Through her Southeast Portland business, she uses an antique planer to prepare the wood for windows that likely come from a home listed on the National Register. The detached garage of her Sellwood home serves as the shop for Oculus; curls of cedar shavings blanket the workbench and floor. McAuley is repairing windows built by Oregon’s pioneers, many of them framed in when the land was still a territory.
The houses include the A.T. Smith home in Forest Grove, an 1856 Greek Revival; the Delaney-Edwards home, a vernacular farmhouse built in 1845 in Turner; and the Stauffer-Will home in Aurora, an 1867 farmhouse of clapboard and hand-hewn logs.
“Older structures have a sense of history and character,” she said. “Historic windows draw me in … to peel back the layers to get to the original work.”
In addition to the historic houses, she also restores windows for older homes throughout the Portland metro area and is working on a 1926 Gothic Revival style home in Alameda. Like many small business owners, however, the business of running the business was running her ragged.
The Portland Community College Small Business Development Center helped refine and nurture her fascination for older structures. In February of 2006, she contacted the SBDC and soon thereafter enrolled in the one-year Small Business Management Program to “get ahead of the paperwork and better organize Oculus,” she said. “I didn’t know if I was making a profit or not. I had no business plan.”

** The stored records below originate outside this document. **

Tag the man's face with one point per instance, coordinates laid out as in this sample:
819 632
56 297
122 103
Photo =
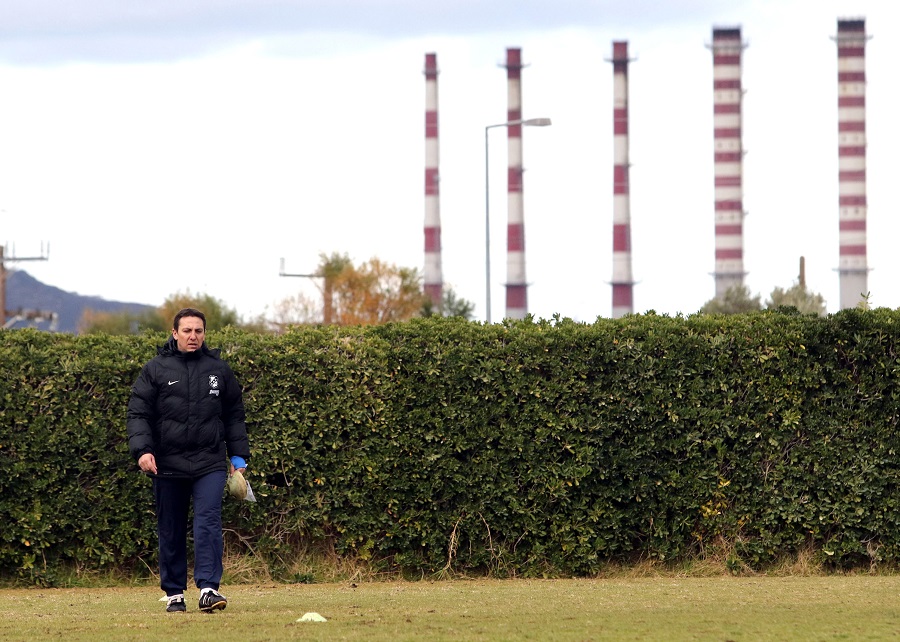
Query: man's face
190 333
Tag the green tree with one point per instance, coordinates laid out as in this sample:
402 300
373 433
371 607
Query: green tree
371 293
736 300
798 297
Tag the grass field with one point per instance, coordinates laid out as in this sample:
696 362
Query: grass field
722 608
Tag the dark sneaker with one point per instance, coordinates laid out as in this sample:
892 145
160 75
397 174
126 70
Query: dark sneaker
212 600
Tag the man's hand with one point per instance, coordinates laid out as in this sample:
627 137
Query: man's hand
147 463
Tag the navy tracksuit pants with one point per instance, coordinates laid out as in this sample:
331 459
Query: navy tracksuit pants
173 498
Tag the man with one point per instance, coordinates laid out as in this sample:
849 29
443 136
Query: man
185 419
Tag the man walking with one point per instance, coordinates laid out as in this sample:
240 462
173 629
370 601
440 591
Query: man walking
185 419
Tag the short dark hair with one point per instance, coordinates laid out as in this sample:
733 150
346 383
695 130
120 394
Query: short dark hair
188 312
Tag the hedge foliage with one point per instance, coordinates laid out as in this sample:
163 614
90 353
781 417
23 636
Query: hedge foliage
525 448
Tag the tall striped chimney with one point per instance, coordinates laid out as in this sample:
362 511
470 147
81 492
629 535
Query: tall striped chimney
433 279
853 270
622 281
727 48
516 286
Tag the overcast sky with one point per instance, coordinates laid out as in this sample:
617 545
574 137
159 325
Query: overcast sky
166 145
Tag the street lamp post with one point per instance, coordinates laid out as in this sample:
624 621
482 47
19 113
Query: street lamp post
530 122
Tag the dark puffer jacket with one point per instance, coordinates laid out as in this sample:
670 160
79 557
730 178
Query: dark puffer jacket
186 409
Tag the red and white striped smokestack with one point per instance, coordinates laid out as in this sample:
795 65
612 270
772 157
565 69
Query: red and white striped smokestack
516 285
433 279
622 281
727 49
852 268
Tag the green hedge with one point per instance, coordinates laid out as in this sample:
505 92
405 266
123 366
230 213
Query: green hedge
523 448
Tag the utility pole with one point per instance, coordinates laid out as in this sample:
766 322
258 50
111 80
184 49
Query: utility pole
44 256
326 289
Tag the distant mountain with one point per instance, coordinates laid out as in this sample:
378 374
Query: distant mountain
25 293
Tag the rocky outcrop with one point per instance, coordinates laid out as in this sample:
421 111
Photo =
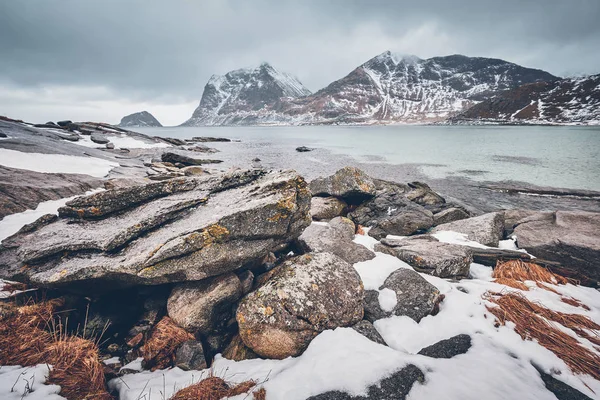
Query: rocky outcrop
390 213
555 101
449 215
367 329
307 295
569 237
139 119
336 238
349 183
486 229
180 230
204 307
396 386
415 297
21 189
448 348
426 254
326 208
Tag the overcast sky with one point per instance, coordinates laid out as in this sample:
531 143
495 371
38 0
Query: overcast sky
103 59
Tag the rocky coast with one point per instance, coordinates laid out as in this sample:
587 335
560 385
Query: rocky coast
180 272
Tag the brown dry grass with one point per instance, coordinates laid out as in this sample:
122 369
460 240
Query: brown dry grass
532 321
525 271
213 388
160 347
29 336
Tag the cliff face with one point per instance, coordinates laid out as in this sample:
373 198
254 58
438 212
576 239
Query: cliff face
562 101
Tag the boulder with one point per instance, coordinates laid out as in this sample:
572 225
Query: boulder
205 307
309 294
571 238
396 386
426 254
236 350
190 356
367 329
512 218
99 138
186 160
349 183
448 348
391 213
416 298
486 229
336 238
449 215
326 208
422 194
180 230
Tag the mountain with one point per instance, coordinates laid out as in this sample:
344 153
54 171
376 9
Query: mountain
245 96
386 89
139 119
569 100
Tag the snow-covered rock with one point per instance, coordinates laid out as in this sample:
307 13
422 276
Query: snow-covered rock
139 119
561 101
386 89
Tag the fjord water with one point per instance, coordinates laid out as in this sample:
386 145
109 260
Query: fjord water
556 156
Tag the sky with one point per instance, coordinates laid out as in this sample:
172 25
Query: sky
100 60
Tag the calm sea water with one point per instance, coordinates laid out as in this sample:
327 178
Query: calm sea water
564 157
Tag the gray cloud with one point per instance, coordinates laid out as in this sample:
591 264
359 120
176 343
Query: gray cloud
163 52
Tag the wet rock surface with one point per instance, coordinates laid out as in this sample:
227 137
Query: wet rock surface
415 297
486 229
335 237
426 254
307 295
448 348
326 208
348 183
568 237
188 235
396 386
206 306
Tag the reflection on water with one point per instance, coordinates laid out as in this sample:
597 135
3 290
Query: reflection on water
565 157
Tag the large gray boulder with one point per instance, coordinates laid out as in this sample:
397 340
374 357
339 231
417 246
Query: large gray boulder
426 254
336 238
307 295
571 238
326 208
391 213
415 297
486 229
207 227
204 307
349 183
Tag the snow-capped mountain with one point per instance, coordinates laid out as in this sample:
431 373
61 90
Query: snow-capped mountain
386 89
563 101
139 119
244 96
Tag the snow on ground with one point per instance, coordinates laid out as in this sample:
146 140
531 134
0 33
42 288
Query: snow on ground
498 365
127 142
12 223
18 383
56 163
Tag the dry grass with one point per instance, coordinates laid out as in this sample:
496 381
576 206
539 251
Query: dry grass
533 321
160 347
29 336
574 302
525 271
214 388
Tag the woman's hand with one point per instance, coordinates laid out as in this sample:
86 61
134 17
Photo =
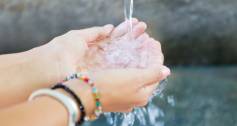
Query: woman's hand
67 51
123 89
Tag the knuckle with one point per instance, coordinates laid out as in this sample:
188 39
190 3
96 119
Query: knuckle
142 100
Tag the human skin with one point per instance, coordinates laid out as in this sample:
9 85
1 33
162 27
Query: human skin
22 73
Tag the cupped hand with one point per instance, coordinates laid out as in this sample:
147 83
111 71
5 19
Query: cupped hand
68 50
123 89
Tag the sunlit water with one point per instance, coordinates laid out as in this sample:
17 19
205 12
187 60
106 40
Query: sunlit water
127 56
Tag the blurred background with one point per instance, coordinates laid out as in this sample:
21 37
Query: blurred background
198 39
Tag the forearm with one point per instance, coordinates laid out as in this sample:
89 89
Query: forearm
43 111
22 73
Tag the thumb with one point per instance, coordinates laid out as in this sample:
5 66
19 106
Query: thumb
96 33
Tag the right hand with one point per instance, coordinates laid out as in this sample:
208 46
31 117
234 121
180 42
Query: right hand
123 89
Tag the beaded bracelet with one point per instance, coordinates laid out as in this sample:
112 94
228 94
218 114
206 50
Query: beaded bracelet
76 98
95 93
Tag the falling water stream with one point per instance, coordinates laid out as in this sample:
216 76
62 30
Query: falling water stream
139 115
125 53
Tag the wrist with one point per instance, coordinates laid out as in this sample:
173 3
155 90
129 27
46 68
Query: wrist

One piece of paperwork, she discovered, needed spotlighting. McAuley had developed a unique document to assess the condition of antique windows and estimate the costs of restoration. The detailed form, which includes photographs and drawings, serves as a road map for repair and is an architectural resource to help in fundraising for historic renovation. Many of the homes she’s worked on are owned by nonprofit historic preservation organizations.
SBDC counselor and instructor Jacqueline Babicky-Peterson encouraged her to copyright the assessment document, and to charge clients for its preparation. Babicky-Peterson also steered her to a patent attorney and online information about copyrighting.
McAuley has country roots, growing up on a farm in Eastern Oregon. She graduated from the University of Oregon in 1993 with a degree in fine art and moved to Portland the following year. Trying to make it in the city, she stumbled upon a job restoring historic windows in St. Johns in 1996. The contractor hired five women and said he’d bring one carpenter on full time at the end of the project. She got the job. Five years went by and in 2001, she went out on her own, founding Oculus, which means circular opening.
The SBDC has encouraged her to take her fine-carpentry skills and passion for the craft “narrow and deep,” said Babicky-Peterson. “Creating a narrow focus for her business like McAuley has done, positions her as the expert in her field. As the expert, she is in greater demand and can charge more money for her work. Everyone wins.”
For more information on window restoration, McAuley recommends “Saving America’s Windows” by John Leek, which will be published this spring. One of the featured homes in Leek’s book, and McAuley’s next window project, is the McCarver House, a kit home that traveled around the tip of South America in 1850 and then was pulled up the bluff to the Mount Pleasant area of Oregon City.